I’ve put a lot of stories on the shelf simply because the logistics are too scary.

This past week I went to a doctor’s appointment that I had put off for a year, only to find myself wondering what the nurses were saying behind their masks. One wheeled in a TV with a sign language interpreter on the screen. But I am not fluent in American Sign Language, having attended a deaf school where they spent hours teaching us speech and lip reading so we could fit into “the real world.”

The last time I even had an opportunity to use ASL was 22 years ago before I moved here so I understood the signer about as well as a middle school student in their second year of German might understand Prime Minister Angela Merkel.

I’ve got a physical therapy appointment coming up and I wonder: Do I risk total frustration again? I will take a clear face shield in hopes the therapist will use it. But they’re not accepted everywhere.

Of course, I’m not alone. Many of my friends whose hearing is keen enough they can hear a pin drop have told me they’re having trouble understanding the mumbling through face masks. And a therapist told me that she needs to be able to see people’s facial expressions to work with them the way she needs to.

“We rely so much on our visual field and what we pick up from people’s facial expressions,” said Savage. “As a provider I have a hard time reading if somebody is more stern or happier or sad behind the mask. And that’s really important for me as a provider to know how they’re feeling.”

The silver lining is that all this face mask wearing has shown some people that they have some degree of hearing loss, and some of those have been fitted for hearing aids. Idaho Elks Hearing and Balance Center, which has been around 40 years, has set records for hearing aid consultations.

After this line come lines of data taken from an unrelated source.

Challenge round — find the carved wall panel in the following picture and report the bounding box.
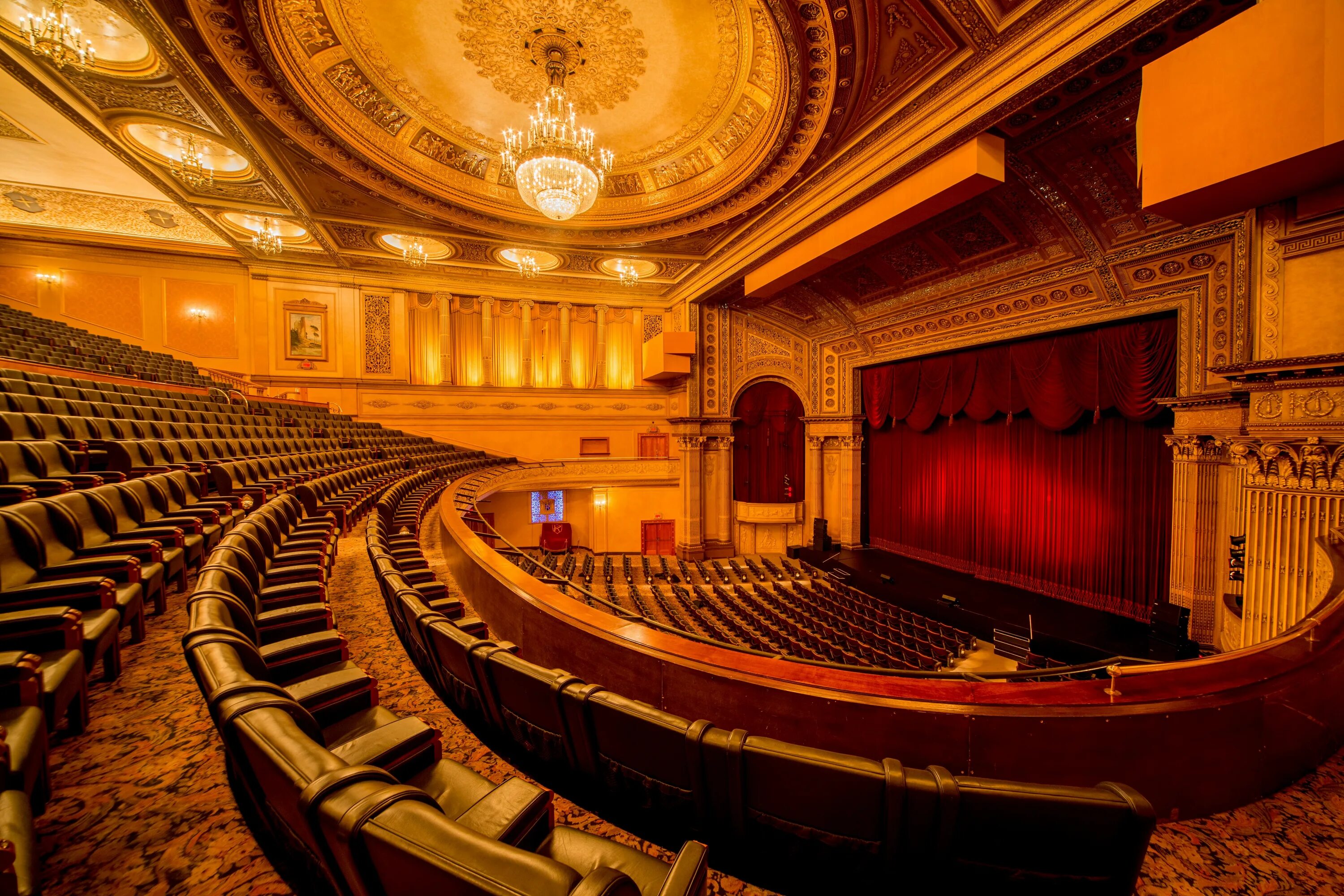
[726,312,812,411]
[164,280,238,358]
[60,270,145,339]
[0,265,38,305]
[364,293,392,374]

There were a couple months they saw more than 200 people per month needing aids, up from an average of 130 per month.

“The main complaints I’m seeing are, ‘I can’t understand the grocery clerk anymore because she’s wearing a mask,’ or ‘I can’t understand the bank clerk because there’s a plastic shield in between us,” said Dr. April Ward, director of the center.

Bluetooth, now built into some hearing aids, allows wearers to stream audio directly from their iPad or smartphone to the hearing aids, enabling people to hear better on Zoom meetings, said Ward. Some people have smartphones with a dictation app that will type out what they say. It can also help to move to a quieter place and even write things down for some people.

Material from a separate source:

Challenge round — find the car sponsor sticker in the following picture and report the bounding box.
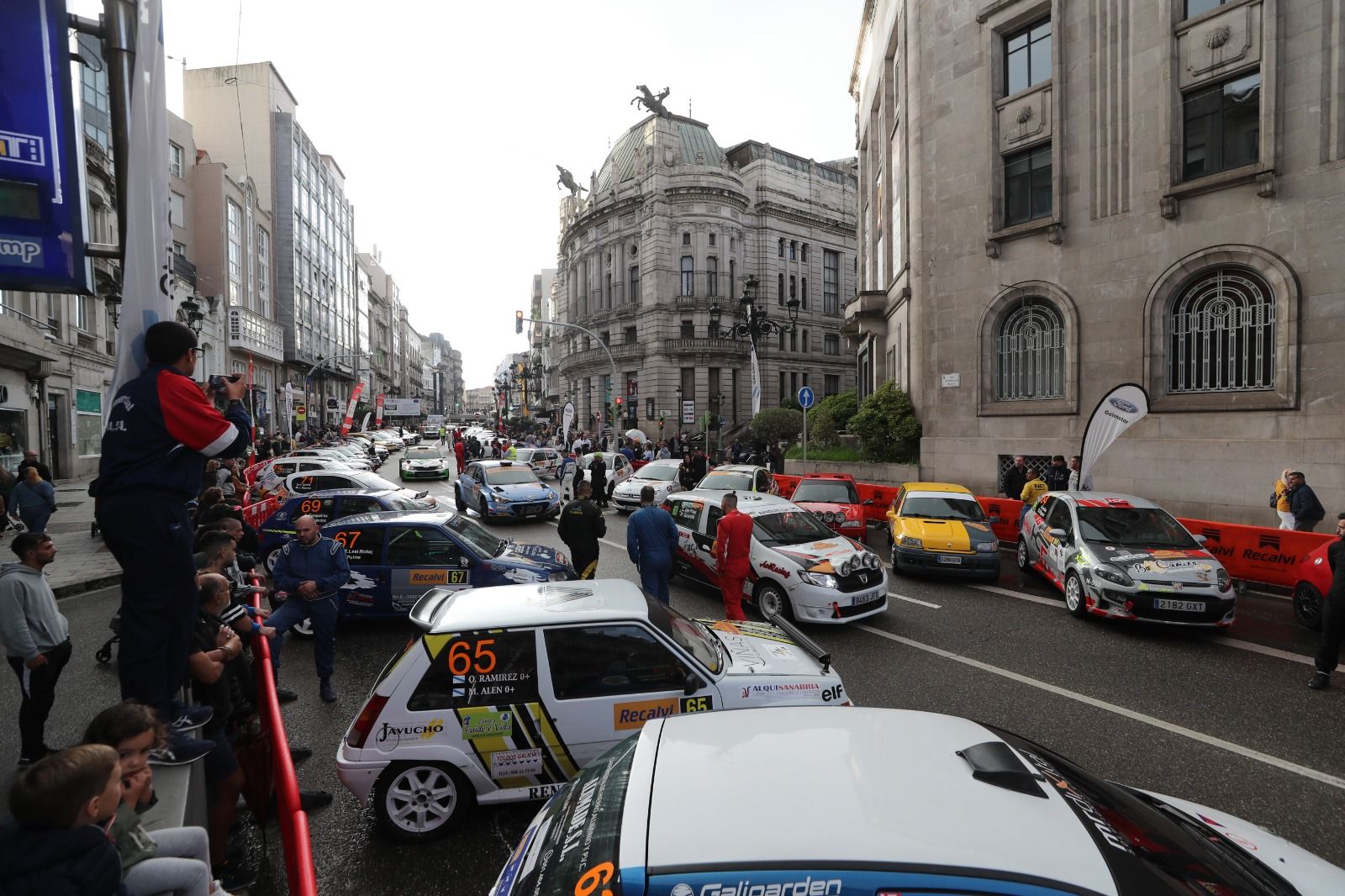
[462,709,514,740]
[491,746,542,777]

Savage said it’s important to be considerate of those who are having trouble understanding what others are saying.

“People get frustrated quickly when someone can’t understand them. And that is a very heartbreaking thing for me to hear,” she said.

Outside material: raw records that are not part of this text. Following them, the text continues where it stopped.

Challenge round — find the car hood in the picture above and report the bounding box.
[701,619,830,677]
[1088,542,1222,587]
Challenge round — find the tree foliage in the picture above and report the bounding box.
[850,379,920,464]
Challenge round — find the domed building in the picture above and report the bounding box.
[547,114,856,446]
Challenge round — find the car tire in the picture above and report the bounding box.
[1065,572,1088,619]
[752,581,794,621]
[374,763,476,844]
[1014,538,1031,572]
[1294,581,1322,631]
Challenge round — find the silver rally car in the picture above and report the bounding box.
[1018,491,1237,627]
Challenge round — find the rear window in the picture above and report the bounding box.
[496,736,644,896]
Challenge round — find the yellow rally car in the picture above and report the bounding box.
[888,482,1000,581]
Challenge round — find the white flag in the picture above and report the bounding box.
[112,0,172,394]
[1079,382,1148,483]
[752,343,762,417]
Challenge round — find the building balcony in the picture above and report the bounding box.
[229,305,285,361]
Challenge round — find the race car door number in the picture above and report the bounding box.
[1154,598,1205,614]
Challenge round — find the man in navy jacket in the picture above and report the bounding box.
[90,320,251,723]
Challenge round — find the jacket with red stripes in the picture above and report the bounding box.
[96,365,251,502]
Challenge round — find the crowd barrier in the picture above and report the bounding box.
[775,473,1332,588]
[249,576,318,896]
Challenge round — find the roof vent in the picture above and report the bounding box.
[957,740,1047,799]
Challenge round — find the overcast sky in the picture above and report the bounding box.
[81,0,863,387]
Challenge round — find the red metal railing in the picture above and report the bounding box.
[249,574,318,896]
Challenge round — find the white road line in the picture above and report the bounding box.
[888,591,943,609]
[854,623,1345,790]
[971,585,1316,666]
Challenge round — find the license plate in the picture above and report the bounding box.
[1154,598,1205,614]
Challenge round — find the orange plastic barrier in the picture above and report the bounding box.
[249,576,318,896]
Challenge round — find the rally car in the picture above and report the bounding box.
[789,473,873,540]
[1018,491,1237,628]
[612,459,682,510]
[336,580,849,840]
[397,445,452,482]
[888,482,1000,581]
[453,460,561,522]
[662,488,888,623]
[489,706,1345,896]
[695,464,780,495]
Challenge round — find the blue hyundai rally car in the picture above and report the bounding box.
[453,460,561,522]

It’s important to treat hearing loss early, added Savage, as research shows a very strong correlation between even mild hearing loss and dementia.

“When you’re have hearing loss, you’re struggling so much to hear and understand what people are saying. It stresses and puts more effort on your brain to try to understand,” she said.

Personally, I’ve found that I actually like using masks for some things. They keep my face warm when I’m biking on a cold fall day. They block sunburn on hot summer days. And I’ve occasionally used one as a mini-humidifier when my nose dries out.

But I went into a tailspin the other day when Dr. Fauci said we might have to wear masks into 2022. After spending a lifetime learning how to engage with people, I want more than anything to rejoin  society. And I can’t wait until the face masks begin coming off.


The brain will remap itself, becoming more visually focused when someone has hearing loss. Studies have shown that our brain becomes more visually focused and we compensate with our eyes to seek out what we’re missing by reading facial cues, says Dr. Kate Savage.

When we cannot read facial cues, as has been the case during the pandemic, the hearing loss becomes extremely more apparent to the patient.

“And that's what I'm seeing, is that patients are coming a little bit sooner because their brains strategy to compensate is not able to fully work like it used to, because we're not able to read lips any longer with masks,” she said.